Publié le 19 septembre 2025 chez Stones Throw Records, Beat Tape III ne ressemble pas à un album classique. C’est un recueil de fragments, des morceaux souvent réduits à une minute, parfois deux, où Benny Sings dessine ses idées comme on griffonne des lignes dans un carnet. Dans ce minimalisme se loge une forme de liberté rare, presque fragile : celle de laisser l’inachevé respirer
Avec ses 22 titres, Beat Tape III assume sa succession de moments suspendus. Dans la lignée des beat tapes de J Dilla ou Madlib, mais transposée à la douceur pop-soul propre à Benny Sings, l’œuvre revendique sa légèreté. C’est une musique qui parle autant par ses silences que par ses mélodies. En filigrane, une question : qu’est-ce qui fait “chanson” aujourd’hui ?
Le fragment comme méthode

Écouter cet album, c’est accepter de ne pas se poser. Aucun morceau ne cherche à s’imposer comme un single, beaucoup se dissipent avant même d’avoir pris forme. Là où d’autres prolongeraient un beat, Benny coupe net, laissant l’auditeur flotter dans l’entre-deux. Ce refus de l’achèvement, loin d’être une faiblesse, s’inscrit dans une esthétique précise : dire moins, mais dire juste. Les voix comme éclats : autour de Benny gravitent Leven Kali, June Amor, Mathilda Homer, Kelsey González, Dean Tippet. Des apparitions furtives, qui rappellent les silhouettes croisées dans une ville au crépuscule. Leur présence n’est pas décorative, elle fonctionne comme des ponctuations, des halos. Chaque invité apporte un contrepoint, mais aucun ne brise l’équilibre fragile du disque : celui d’une esquisse qui ne veut jamais devenir fresque.

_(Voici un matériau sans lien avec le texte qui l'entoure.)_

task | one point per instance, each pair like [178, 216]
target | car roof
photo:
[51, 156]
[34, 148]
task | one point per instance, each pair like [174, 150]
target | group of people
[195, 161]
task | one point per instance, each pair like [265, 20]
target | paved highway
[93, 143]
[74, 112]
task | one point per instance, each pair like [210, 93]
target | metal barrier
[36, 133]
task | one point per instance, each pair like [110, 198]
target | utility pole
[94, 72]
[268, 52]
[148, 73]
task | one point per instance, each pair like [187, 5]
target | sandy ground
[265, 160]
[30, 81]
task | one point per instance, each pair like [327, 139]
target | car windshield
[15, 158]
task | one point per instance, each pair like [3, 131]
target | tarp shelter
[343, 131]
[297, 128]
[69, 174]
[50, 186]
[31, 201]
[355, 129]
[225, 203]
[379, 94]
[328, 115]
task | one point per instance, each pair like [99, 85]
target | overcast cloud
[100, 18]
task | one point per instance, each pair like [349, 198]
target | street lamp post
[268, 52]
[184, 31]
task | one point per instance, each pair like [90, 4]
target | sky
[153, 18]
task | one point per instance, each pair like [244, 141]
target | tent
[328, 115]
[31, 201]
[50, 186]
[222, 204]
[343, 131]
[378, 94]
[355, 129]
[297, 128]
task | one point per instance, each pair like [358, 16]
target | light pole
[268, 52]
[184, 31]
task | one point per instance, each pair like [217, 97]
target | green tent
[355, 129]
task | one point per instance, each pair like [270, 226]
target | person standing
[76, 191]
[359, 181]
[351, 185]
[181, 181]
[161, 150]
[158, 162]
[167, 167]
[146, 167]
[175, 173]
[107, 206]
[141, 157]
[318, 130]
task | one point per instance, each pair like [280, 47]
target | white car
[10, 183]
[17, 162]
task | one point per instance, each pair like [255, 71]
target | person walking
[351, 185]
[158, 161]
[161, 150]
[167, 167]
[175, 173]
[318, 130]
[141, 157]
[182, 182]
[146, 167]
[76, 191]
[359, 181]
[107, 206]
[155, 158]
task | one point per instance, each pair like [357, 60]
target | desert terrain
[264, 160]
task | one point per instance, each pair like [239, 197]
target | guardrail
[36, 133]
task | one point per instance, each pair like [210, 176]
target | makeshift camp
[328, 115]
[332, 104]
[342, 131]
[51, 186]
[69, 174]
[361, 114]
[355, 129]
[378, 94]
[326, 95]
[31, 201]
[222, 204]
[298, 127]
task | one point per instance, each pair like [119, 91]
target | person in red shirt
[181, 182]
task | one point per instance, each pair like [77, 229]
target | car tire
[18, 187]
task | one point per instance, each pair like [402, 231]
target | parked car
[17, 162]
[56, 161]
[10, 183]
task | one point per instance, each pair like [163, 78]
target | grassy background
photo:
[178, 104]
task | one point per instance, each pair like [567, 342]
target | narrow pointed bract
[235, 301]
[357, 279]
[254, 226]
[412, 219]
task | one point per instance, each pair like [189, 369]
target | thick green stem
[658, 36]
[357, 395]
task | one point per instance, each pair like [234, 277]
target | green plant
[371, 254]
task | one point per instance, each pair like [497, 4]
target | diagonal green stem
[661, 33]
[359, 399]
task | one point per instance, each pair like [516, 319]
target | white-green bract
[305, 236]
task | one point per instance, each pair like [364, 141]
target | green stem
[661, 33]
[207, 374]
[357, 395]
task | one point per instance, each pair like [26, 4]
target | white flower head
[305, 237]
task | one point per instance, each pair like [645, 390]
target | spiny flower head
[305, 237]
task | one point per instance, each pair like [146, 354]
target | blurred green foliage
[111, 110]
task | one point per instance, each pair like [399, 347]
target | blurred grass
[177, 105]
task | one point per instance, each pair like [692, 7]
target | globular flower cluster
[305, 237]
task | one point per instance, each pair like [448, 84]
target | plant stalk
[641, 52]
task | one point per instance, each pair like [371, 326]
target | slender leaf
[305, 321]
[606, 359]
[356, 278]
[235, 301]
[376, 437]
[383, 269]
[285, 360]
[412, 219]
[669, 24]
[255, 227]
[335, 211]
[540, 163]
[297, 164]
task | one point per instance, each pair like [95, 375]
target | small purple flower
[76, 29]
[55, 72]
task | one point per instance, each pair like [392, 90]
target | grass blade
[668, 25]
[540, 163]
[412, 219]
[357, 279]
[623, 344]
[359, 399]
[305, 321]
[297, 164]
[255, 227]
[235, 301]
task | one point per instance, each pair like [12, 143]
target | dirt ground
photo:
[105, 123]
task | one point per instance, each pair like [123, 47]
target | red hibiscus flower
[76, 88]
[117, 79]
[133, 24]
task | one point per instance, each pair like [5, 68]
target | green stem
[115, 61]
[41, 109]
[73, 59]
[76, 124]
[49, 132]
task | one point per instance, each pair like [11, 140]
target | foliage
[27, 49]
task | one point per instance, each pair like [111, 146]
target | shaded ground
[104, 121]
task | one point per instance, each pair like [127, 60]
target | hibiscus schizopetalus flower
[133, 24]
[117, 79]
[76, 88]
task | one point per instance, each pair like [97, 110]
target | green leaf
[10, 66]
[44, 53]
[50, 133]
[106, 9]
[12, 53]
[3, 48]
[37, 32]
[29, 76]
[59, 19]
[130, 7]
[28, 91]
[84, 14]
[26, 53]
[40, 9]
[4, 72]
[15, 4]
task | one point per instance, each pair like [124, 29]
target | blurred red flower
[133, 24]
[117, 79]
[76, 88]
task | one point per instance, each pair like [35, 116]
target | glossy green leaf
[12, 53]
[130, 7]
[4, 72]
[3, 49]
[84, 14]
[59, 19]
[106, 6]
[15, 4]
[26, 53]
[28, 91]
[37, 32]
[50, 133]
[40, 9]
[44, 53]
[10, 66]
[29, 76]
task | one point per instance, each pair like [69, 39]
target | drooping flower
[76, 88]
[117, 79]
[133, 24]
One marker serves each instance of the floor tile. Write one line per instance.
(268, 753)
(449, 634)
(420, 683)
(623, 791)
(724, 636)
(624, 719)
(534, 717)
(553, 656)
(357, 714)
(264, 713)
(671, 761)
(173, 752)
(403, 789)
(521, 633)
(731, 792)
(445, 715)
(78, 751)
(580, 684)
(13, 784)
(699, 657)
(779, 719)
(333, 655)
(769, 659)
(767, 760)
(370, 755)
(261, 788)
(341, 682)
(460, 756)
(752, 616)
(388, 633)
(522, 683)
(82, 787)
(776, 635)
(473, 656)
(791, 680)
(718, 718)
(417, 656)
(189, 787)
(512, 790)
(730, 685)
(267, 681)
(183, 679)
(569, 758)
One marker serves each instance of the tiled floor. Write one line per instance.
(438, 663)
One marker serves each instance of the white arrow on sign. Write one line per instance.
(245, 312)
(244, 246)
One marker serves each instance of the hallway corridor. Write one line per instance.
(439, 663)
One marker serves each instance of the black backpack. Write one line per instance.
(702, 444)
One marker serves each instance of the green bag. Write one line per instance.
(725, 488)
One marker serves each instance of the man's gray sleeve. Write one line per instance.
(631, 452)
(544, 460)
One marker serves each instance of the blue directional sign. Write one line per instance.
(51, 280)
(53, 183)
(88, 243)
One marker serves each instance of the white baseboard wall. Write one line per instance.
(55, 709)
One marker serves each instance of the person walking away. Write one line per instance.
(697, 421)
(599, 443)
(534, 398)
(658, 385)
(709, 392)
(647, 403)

« Il y a une certaine liberté à partager des chansons qui n’ont pas pu faire partie de l’album, mais qui ont quand même leur magie » — Benny Sings, à propos de Beat Tape III .
Entre héritage et effacement

Le format “beat tape” a une histoire lourde, façonnée par la fièvre de J Dilla (Donuts), les collages de Madlib, ou encore les explorations lo-fi des années Bandcamp. Benny Sings s’inscrit ailleurs : il détourne la technique pour la plier à sa pop feutrée. Pas de saturation, pas de chaos : juste un effleurement. On pourrait reprocher à l’ensemble un manque de rugosité, mais c’est dans cette retenue que se cache son geste. Le non-dit comme langage ? Chaque piste agit comme un espace de projection. Ce que l’on n’entend pas devient tout aussi important que les accords ou les voix. Dans un monde saturé d’images et de sons, Benny choisit la voie du minimalisme, presque de l’effacement. Une façon de nous rappeler que la musique n’est pas seulement une accumulation, mais aussi un retrait. Beat Tape III n’est pas une œuvre qui s’impose. C’est un disque qui murmure, qui suggère. Il peut sembler mineur, mais il ouvre une brèche : et si l’art du fragment, du presque rien, était une réponse aux excès de l’époque ? Ce geste humble, presque effacé, pourrait bien être la plus belle déclaration de Benny Sings depuis longtemps.